Boy, you can see … a president doesn’t get a statue for fixing health
care. The only way you get a statue in a park is winning a war. That’s
why we’ve got horses and swords; we have military airplanes in parks
that kids play on. We’ve cannons in parks, in parks! We celebrate war.
There’s no other way to say this.
And how the American people can stand there and allow this to happen,
there is a connection. If we create a culture surrounded by things that
go “Boom” we can’t be surprised if we build our foreign policy on that
kind of activity.
DB: In conclusion, and Norman and I have gone back
and forth one this, I asked him for an article that I did about him for
the Progressive, “Why would you give up this role, this very important
role as a biting media critic to go into a swamp land called Congress,
where nobody, very few people, say what they mean, there are a few of
them. But won’t we lose this important media critic if he ends up in the
swamp of Congress?”
PD: Here’s what I think about that. We’re very close
to cynicism with that observation. What good does it do? By the way,
everybody hates Congress. And it doesn’t take a lot of courage to hate
Congress. It’s easy to hate 535 people. And I’ve never found that
criticism to have much weight. You know, what do you mean? What is it
you don’t like about Congress? They won’t answer you. Congress is
politicians, we hate politicians.
I think Norman’s decision is exemplary. I’d like to see more people
like Norman. It’s an act of courage today to jump into this thing, I
agree with you. I don’t know how you have any fun with all the whacko
business that’s going on in Washington. … Don’t you miss Donald Trump? I
mean seriously this is, this was the greatest reality show. …

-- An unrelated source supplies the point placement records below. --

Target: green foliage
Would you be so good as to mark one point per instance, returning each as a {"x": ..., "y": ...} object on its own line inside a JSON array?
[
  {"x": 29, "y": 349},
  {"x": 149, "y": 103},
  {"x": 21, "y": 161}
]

What we want is sunshine, as long as it’s out there. As long as your
listeners have an opportunity to hear them, don’t let anybody be so
protective and paternalistic where they get themselves in a position
where “Well, we know what’s good for you.” Now we’ve become the thing we
hate. Which by the way, has what’s happened in foreign policy. We are
killing innocent people.
When I was on MSNBC I had people on from Peaceful Tomorrows. These
were citizens who lost family, loved ones in the towers. And they call
us and their message was, “don’t go and kill other innocent people to
avenge the death of my innocent father, or grandfather,” whatever it
was. I could see the pain in their faces across, and this was another
example of moral courage. Imagine these people got up in the middle of
the war fever, and made this point.
Of course, they were ignored. But what’s most interesting to me is
that these people are not alone. You know, right now most people agree
with us. You know, we’re going to have to get used to this. We’re
popular. But I guess we weren’t popular enough in 2003 when we invaded,
but even then there were millions of Americans who opposed the war but
they were never heard, they were never heard. Mainstream media, went
along, to go along.
DB: Well, finally so to be clear here Phil Donahue,
in your heart of hearts, you really believe that somebody like Norman
Solomon can make a difference? Is that what you believe?
PD: You know if I don’t believe that, then I’m a
cynic, and my voice has ended, I no longer, if I think, how many times
have you heard, “Oh, what does it matter, they’re going to go to war
anyway.” I mean I’ve heard that so many times, you know, wars just
happen. … I mean that’s a surrender. …
I mean we’ve got to start somewhere, Dennis. I mean, if Norman
doesn’t, whose going to do it? … I think he’d be a great example for
other progressives to follow him into the public arena of Washington,
D.C. and be a break on this rootin’ tootin’ shootin’ foreign policy that
presidents and others in power seem to believe will make them
heroes. [Vice President Dick] Cheney looked at Bush at a cabinet meeting
[and asked] “You gonna take him out, or not?” Imagine that. This is
cowboy talk.
And it may involve your son, or daughter, who will come home in a
pine box, when the two officers walk up the front walk and the mother
looks out the window, they often faint, before these men get to the
front door. This is the pain that the American people are not seeing,
and I made this one little attempt with the movie titled “Body of War”
to at least expose the sacrifice of one family.